A remote-operated vehicle deployed at the bottom of the lake in the area first found a Navy Marine Corps flying boot.
“We looked around, and did find remains,” Gisselbrecht said. They immediately ceased the search and took their video evidence to the Lake County deputy coroner.
The team that found the remains spent the weekend informing Eaheart's family, Viola Pinkerman Lewis and the U.S. Navy.
The Navy will decide whether to send its own team to recover the remains, or whether to have Gisselbrecht's team do so, possibly under Navy supervision.
The Navy will decide later this week, Gisselbrecht said.
Eaheart's great-nephew, Jay Ranstrom of Missoula, represented the family at the press conference. He said the family decided to have the remains brought up, and a private funeral and burial would be held later.
Vi Lewis, the one-time Western Airlines stewardess and Eaheart's fiance in 1960, was present with her husband Escoe as well. Originally skeptical of the search, she said now she's glad her one-time fiance has finally been located.
A seven-day search in 1960 recovered Eaheart's helmet, which had brain matter inside it, indicating the pilot was dead.
But because of the depth of the water and the technology available then, the plane was never located and a body never recovered.
Gisselbrecht became interested in the flight of Capt. John Eaheart in 1991 after hearing some of the tall tales associated with it.

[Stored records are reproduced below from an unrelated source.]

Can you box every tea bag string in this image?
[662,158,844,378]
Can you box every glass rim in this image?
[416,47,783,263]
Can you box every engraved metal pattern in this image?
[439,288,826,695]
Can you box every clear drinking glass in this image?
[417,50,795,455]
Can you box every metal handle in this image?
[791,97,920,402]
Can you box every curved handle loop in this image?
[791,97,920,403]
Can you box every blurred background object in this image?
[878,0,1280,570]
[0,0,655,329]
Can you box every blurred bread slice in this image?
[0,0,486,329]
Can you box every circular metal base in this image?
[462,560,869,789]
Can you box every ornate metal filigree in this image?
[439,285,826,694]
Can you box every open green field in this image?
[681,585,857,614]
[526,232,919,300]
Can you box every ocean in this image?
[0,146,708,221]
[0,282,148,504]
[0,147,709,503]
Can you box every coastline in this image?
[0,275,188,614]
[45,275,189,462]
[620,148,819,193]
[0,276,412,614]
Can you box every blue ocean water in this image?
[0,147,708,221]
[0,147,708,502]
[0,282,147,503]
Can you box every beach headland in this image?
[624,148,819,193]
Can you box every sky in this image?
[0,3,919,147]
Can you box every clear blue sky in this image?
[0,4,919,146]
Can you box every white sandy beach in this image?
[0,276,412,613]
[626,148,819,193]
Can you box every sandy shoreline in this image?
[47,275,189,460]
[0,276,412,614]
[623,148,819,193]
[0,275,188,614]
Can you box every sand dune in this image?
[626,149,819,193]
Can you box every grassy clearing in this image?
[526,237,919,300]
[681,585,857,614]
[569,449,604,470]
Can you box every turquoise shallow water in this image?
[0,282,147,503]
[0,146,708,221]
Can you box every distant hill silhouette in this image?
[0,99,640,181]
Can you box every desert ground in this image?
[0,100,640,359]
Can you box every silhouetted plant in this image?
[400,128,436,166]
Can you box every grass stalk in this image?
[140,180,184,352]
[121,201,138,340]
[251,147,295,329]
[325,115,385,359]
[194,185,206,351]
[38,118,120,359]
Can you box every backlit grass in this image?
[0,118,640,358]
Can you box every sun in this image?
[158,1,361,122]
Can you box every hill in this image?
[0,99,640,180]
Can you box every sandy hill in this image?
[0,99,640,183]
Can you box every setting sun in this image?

His search involved a sonar-recovery team from Boise, Idaho, Gene and Sandy Ralston, who have been involved in several well-known investigations, including the Laci Peterson murder, and many other people.
Asked how much of his own money he's spent on this quest, Gisselbrecht said it didn't matter.
“Money wasn't the issue,” he said. “This was about restoring a Marine's honor.”